Selon l'agence de presse italienne Ansa, le texte inclut de nouvelles infractions qui pourraient entraîner le retrait de la droit de résidence et à l'expulsion.
Ces actes comprennent les violences ou les menaces contre les fonctionnaires, la réduction en esclavage et la participation à des émeutes dans les centres de détention pour migrants.
Crimes déjà prévus
Actuellement, les juges peuvent déjà ordonner l'expulsion après des condamnations pour crimes graves.
La législation inclut des accusations liées au terrorisme, à l'association mafieuse, à la traite des êtres humains, aux violences sexuelles, aux violences conjugales, au harcèlement, au vol et au trafic de drogue lorsque la peine dépasse deux ans.
Modifications proposées
Le projet vise également à accélérer les procédures d'expulsion des étrangers déjà détenus après condamnation.

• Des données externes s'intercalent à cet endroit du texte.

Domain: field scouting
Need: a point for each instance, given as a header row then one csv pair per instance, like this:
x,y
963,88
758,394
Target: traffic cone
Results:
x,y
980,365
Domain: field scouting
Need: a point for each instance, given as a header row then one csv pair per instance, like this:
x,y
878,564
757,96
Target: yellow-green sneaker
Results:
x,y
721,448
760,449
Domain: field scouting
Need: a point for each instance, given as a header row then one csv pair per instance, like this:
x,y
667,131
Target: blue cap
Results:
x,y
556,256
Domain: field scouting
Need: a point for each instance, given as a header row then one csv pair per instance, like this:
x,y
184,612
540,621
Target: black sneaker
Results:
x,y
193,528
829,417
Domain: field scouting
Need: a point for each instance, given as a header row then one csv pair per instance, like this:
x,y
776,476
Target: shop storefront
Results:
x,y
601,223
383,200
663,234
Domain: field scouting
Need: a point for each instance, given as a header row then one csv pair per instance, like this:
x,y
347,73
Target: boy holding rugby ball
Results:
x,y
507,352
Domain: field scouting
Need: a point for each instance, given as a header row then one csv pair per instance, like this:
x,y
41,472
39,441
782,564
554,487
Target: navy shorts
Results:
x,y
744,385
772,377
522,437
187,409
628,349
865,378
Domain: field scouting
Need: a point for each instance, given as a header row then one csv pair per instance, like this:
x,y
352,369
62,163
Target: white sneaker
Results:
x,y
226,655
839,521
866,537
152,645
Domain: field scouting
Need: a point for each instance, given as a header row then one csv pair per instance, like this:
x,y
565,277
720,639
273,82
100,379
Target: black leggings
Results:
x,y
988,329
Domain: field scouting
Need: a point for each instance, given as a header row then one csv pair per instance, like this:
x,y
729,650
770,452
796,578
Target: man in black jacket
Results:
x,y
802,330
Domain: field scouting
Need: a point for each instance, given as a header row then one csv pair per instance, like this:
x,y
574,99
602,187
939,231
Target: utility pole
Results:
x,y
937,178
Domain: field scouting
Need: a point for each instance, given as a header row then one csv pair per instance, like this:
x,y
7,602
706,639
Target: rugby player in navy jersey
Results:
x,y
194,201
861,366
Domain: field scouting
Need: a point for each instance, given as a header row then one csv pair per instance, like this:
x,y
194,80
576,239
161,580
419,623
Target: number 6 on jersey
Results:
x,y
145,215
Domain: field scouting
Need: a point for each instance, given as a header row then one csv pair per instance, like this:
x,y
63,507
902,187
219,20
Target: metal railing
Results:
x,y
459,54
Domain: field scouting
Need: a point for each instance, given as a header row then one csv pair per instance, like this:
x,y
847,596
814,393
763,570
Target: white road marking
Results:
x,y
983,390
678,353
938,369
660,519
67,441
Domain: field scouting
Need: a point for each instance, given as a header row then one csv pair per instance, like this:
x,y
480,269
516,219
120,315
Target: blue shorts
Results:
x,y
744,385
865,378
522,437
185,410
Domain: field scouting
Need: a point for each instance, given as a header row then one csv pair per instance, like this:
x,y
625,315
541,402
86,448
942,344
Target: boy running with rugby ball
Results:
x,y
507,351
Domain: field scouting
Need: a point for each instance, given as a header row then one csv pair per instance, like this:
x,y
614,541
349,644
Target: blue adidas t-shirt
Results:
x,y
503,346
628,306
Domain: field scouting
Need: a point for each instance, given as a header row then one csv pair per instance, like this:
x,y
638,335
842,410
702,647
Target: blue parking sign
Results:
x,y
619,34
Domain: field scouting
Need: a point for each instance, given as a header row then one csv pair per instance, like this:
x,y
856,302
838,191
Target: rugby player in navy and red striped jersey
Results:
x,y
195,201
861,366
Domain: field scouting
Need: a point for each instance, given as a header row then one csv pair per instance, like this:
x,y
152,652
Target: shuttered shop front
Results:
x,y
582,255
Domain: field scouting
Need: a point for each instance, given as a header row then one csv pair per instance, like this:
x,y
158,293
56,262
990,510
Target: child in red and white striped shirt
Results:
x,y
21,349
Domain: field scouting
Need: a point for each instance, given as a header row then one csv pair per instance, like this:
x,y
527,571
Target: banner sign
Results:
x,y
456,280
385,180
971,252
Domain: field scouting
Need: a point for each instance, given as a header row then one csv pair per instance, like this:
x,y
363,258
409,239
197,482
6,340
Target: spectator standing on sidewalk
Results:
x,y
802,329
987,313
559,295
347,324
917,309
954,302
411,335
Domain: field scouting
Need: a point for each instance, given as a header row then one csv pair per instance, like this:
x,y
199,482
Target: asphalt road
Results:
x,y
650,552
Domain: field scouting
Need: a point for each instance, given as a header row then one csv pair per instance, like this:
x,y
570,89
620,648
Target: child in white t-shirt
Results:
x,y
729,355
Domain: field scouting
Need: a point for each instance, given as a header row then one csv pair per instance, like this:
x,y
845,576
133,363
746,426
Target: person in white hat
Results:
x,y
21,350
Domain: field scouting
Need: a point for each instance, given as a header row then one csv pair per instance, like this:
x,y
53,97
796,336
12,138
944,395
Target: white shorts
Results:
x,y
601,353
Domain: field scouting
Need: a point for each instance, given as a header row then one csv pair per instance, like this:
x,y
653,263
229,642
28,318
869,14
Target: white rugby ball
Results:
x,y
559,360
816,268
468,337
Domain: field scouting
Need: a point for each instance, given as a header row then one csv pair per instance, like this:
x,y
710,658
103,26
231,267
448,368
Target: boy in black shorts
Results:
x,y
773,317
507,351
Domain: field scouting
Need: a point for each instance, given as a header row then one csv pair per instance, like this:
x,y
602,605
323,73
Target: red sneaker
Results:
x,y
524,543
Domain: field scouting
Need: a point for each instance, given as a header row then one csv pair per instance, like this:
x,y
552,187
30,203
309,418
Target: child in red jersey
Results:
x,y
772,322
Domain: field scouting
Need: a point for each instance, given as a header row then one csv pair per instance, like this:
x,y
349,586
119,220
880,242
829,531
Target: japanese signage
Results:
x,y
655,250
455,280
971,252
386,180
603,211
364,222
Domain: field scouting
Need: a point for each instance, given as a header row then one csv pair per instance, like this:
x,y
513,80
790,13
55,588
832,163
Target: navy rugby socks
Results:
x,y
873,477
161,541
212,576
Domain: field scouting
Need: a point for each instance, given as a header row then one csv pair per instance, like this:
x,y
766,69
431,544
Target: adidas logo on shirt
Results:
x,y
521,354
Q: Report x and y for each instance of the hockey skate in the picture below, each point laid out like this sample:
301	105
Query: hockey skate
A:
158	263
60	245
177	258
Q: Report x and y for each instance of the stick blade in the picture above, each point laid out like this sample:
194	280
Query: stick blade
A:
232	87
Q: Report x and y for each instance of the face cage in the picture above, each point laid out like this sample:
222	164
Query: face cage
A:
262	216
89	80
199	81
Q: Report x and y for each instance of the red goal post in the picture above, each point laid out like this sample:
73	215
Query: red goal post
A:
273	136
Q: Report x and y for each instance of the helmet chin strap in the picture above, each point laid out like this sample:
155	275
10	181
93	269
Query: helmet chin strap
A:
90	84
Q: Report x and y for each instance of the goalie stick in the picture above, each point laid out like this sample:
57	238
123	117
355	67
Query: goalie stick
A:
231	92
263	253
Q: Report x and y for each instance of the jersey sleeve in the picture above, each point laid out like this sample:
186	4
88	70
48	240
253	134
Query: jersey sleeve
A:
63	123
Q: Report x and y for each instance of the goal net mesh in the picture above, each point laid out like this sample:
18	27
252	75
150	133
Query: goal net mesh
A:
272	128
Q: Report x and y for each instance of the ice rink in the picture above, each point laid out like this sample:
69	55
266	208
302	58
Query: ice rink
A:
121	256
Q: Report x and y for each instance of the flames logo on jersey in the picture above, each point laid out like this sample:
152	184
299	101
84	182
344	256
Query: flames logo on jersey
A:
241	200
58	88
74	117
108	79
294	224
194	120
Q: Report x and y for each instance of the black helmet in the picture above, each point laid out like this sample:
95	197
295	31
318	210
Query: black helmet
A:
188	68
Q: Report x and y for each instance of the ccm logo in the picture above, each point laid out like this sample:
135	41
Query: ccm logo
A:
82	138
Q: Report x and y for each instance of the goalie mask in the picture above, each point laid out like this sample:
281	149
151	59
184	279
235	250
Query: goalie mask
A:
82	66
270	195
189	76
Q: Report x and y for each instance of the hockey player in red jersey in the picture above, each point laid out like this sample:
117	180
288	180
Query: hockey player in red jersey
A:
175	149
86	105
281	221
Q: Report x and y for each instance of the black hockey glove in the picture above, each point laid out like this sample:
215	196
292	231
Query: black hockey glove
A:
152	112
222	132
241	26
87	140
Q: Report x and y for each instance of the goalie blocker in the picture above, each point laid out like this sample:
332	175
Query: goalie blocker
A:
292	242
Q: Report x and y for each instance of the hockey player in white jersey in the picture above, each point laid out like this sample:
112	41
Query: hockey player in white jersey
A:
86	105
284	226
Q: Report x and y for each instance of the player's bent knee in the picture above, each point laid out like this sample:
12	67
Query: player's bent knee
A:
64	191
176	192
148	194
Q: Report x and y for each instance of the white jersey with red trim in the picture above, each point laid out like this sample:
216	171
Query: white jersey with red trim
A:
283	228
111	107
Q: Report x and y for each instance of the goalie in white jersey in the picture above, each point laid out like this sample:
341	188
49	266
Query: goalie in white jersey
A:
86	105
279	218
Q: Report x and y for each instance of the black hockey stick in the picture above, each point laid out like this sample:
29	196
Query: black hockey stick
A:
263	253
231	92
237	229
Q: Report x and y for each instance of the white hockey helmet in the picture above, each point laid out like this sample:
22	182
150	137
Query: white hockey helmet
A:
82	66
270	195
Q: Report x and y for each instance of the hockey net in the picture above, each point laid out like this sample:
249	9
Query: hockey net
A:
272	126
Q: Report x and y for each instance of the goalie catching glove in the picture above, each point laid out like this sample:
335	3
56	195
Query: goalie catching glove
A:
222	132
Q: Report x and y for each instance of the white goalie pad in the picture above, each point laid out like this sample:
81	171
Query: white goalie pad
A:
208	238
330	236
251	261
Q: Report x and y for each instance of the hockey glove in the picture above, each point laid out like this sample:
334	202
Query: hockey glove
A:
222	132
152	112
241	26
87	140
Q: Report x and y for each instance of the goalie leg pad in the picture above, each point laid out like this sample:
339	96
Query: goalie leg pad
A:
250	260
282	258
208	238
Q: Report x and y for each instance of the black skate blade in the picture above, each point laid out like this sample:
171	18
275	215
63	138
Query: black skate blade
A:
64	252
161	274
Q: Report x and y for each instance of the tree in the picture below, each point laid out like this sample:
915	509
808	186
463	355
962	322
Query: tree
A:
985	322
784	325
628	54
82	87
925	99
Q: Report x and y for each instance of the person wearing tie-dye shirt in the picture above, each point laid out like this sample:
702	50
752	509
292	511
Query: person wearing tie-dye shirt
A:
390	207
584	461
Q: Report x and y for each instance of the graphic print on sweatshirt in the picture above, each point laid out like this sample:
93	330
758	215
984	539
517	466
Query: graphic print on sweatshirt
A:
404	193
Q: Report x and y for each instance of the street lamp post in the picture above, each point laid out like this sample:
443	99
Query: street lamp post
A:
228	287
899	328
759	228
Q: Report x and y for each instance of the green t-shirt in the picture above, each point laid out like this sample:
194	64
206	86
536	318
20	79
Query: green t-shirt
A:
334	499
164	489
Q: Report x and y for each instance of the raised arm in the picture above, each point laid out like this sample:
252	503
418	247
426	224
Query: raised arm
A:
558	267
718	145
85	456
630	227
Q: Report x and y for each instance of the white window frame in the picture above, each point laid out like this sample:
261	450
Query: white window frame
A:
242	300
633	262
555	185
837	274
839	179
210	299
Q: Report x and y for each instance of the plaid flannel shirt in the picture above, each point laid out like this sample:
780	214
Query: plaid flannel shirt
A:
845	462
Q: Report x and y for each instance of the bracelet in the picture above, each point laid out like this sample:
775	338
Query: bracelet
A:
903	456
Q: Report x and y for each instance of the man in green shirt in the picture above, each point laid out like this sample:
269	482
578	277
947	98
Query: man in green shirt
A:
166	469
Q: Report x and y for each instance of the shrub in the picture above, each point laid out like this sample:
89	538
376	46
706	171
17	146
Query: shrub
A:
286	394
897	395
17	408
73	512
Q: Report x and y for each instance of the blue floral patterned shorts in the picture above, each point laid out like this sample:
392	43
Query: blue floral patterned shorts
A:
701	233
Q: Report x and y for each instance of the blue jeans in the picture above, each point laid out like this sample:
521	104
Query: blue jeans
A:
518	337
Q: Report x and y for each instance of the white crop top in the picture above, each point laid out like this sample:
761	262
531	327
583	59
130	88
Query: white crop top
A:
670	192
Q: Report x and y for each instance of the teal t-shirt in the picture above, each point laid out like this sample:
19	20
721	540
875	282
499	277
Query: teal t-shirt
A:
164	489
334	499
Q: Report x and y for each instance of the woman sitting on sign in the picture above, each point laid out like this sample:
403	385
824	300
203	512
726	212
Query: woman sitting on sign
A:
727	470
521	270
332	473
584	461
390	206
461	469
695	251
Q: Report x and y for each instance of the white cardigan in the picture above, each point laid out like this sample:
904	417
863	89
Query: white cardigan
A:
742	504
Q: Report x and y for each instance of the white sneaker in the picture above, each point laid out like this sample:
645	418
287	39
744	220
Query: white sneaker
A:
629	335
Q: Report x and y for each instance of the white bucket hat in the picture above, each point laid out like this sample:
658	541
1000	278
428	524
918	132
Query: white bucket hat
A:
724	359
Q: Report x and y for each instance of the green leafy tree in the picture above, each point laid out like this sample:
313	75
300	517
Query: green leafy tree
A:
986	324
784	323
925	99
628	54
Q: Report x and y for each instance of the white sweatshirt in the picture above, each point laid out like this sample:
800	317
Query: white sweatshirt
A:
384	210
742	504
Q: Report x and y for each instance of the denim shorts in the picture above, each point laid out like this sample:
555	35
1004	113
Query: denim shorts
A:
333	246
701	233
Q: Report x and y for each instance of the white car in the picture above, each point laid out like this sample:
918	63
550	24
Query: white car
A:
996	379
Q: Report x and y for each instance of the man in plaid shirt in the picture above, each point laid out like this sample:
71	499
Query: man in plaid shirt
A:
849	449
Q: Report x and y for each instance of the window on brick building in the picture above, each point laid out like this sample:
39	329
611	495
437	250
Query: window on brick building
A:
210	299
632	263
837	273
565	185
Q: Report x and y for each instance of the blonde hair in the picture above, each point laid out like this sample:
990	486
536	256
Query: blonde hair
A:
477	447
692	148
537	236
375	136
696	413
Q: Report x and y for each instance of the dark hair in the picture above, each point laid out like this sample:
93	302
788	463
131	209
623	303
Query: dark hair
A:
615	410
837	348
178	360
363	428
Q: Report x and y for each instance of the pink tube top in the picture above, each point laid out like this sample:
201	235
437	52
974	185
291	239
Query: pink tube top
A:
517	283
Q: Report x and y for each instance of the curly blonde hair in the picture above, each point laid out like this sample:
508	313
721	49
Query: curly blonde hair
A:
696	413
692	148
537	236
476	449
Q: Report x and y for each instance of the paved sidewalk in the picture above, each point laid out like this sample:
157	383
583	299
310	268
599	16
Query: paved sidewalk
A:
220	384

Une autre mesure consiste à durcir les critères d'octroi du statut de protection spéciale. Le texte propose de supprimer ce statut pour les personnes condamnées pour des crimes considérés comme révélateurs de « dangerosité sociale ».
Ces changements s'inscrivent dans un ensemble de mesures plus vaste en matière d'immigration.
Le gouvernement promet également d'interdire l'arrivée de bateaux de migrants dans les eaux italiennes dans des circonstances qualifiées d'exceptionnelles et d'étendre le transfert de personnes vers les centres de traitement des migrants italiens en Albanie.
Traitement au Parlement
Le projet de loi comporte 17 articles et nécessite l'approbation du Parlement pour entrer en vigueur.
Le Premier Ministre Giorgia Meloni Elle a demandé au Parlement d'accélérer l'examen de la proposition. Selon elle, le gouvernement a « tenu sa promesse » aux électeurs.